Selon lui, il existe des zones de sur-offre, mais pas de zones tendues, pas plus dans l’agglomération parisienne qu’ailleurs : « Les prix à Paris ont évolué comme ceux des autres agglomérations. La tension n’y est donc pas plus marquée ». L’argument semble toutefois contestable, au vu des évolutions récentes, qui montrent des augmentations bien plus fortes en Ile-de-France qu’ailleurs. Et d’autre part, comment expliquer les différences considérables du niveau des prix entre l’agglomération parisienne et le reste du territoire ?
Si la thèse de l ‘excès d’offre doit donc, à notre sens, être nuancée, elle a toutefois le mérite de remettre en cause les évaluations classiques de « besoins » (il convient de mettre le terme entre guillemets car il s’agit en fait de demande solvable) et la surenchère à laquelle elle donne lieu. Qui plus est, l’idée que l’augmentation de l’offre entraîne ipso facto une baisse des prix est fausse, comme l’indique l’auteur. Alors que l’un des objectifs du gouvernement est de créer un « choc d’offre », ce dernier point aurait toutefois mérité un développement plus étoffé que l’unique page qui lui est consacrée, qui n’aborde que de façon incidente la question fondamentale de la rente foncière.
Le secteur locatif social fait l’objet d’un chapitre assez copieux, dans lequel sont notamment pointées les incohérences de l’éventail des loyers et les effets pervers qu’elles entraînent, notamment au regard de l’objectif de mixité sociale maintes fois réaffirmé par les organismes HLM et les gouvernements successifs. La critique est pertinente et tombe à point, au moment où se dessine une réforme dont les motivations sont avant tout de nature budgétaire. L’auteur déplore l’ambiguïté persistante quant à la vocation du secteur social : doit-elle être généraliste, c’est-à-dire contribuer quantitativement à l’offre globale et être ouverte à de larges fractions de la population, ou « résiduelle », ce qui supposerait d’en réserver l’accès aux ménages les plus modestes ? Il ne se prononce pas, mais il presse les pouvoirs publics d’opter soit pour une banalisation, soit pour une accentuation de son caractère social.

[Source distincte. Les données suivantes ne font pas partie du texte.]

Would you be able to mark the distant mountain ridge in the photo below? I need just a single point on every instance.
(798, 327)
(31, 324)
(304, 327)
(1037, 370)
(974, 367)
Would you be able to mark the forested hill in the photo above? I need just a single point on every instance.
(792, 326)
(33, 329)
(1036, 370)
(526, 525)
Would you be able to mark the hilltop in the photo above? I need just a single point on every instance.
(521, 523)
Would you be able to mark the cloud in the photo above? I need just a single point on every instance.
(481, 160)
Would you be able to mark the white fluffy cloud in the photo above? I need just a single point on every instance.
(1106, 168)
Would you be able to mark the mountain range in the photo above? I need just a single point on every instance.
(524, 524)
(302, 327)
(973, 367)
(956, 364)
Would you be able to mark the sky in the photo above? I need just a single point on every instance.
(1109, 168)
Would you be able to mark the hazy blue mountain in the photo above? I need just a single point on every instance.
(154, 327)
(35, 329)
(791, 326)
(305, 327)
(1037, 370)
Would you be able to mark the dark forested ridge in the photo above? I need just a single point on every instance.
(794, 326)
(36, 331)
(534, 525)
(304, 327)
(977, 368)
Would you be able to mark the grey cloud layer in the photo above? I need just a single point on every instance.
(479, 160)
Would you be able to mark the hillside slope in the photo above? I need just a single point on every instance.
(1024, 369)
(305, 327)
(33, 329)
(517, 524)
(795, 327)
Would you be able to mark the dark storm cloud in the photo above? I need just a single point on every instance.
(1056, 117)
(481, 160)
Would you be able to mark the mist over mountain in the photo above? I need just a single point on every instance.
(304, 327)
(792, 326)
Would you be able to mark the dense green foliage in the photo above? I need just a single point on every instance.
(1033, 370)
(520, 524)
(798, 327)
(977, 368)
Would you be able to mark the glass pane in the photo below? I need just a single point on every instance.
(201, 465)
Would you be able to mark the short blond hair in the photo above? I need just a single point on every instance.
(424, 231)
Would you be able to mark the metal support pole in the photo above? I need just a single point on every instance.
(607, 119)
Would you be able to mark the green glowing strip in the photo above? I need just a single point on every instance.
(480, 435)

On l’aura compris, D. Cornuel juge qu‘une intervention tous azimuts de l’Etat n’est pas (ou plus) justifiée, et il prône un recentrage de la politique du logement, au motif que la grande majorité des ménages n’a pas besoin d’être aidée pour accéder à un logement décent, et un rééquilibrage au nom des principes d’équité verticale et horizontale. Le recentrage des aides doit conduire à une réorientation de la politique du logement vers l’action sociale, et l’application des principes d’équité à des réformes fiscales, avec notamment la suppression des aides à l’investissement locatif et la substitution de la taxation des revenus fonciers (y compris implicites) à la taxe foncière. Il prône également une redistribution des compétences en matière de politiques locales en faveur des intercommunalités et au détriment des communes, dont le pouvoir d’attribution des permis de construire n’a « aucune pertinence économique ».
Bref, un ouvrage stimulant, parfois polémique, dont la clarté de l’exposé le rend accessible à un large public.